Dorine held her in slight contempt because she had not been able to keep Jonas, or so it seemed to her, and she strove to hide her disgrace from Maggie and the others. She thought that she would go to see Sallie Lou. There were eggs to take to the store and she would come back through Robinson’s place and stop at Seay’s house. For a day or two she thought of this plan, and then one afternoon she put on her new dark cotton dress, her newest garment, planning the journey. She argued between the blue sunbonnet and the hat, for if she wore the hat the call would seem formal, almost as if she had come on purpose, dressed up. If she wore the bonnet it would seem more as if she had been somewhere else and had merely dropped in on the way. The bonnet would be best, she thought.

Then the space about the corners of her lips drew tight. She would wear the hat. Her eyes were hard and waves of strength passed along her spine. She would go on purpose to look at Sallie Lou, to look at her close and find out her way and find out where she was pretty. She would look at her. She would stare her in the face and the look would ask, ‘Let’s see your beauty, then, where is it?’

But no, she thought, the bonnet would be better. It would be that she had just happened to come on her way from the store; then she could look at Sallie Lou without her knowing. She would throw off the bonnet carelessly and say, ‘Kelly is a-given only fourteen cents for eggs. Did you ever hear tell of such! I taken a dozen and eight over for Mammy.’

She went to the barns and asked Ben for a horse to ride and he fitted a side-saddle onto one of the unused work horses. Down at the gate her mother waited with the eggs in a basket.

‘Trade for anything you think we need,’ Nellie said, ‘or get yourself a ribbon or a pretty. Anything you please.’

She found it difficult to make her journey seem casual, for the Seay house was three miles from Wakefield’s place. It was not easy to make it seem casual even to herself as she rode across the farms and came to the small yellow house in the midst of fields. Sallie Lou came out of the house to make her welcome, and then Mrs Seay came, Sally Lou’s aunt. Ellen had once met the aunt at Dorine’s.

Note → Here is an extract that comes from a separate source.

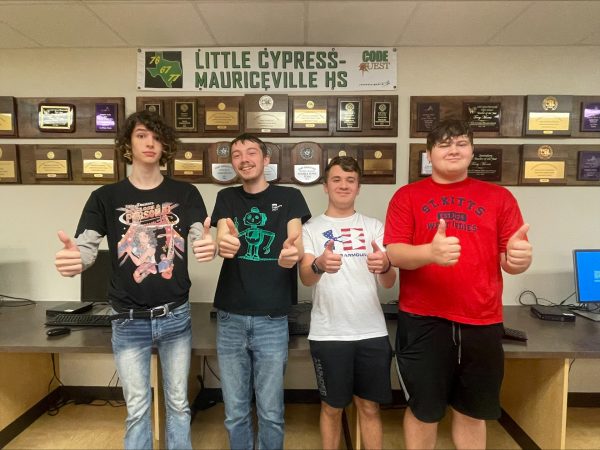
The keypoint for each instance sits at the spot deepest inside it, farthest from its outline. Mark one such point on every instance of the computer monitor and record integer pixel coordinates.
(96, 279)
(586, 265)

‘Invite Ellen in,’ she kept saying.

‘I’ll just sit out here,’ Ellen contended. ‘I got but a minute to stay. I dropped in a-comen from Kelly’s where I taken a little mess of eggs for Mammy.’

‘I’d a heap rather you’d come in the house,’ Mrs Seay fretted. ‘It seems more as if you’d come to see a body if you come in and set awhile.’

‘I’ll stay out here. I only dropped in.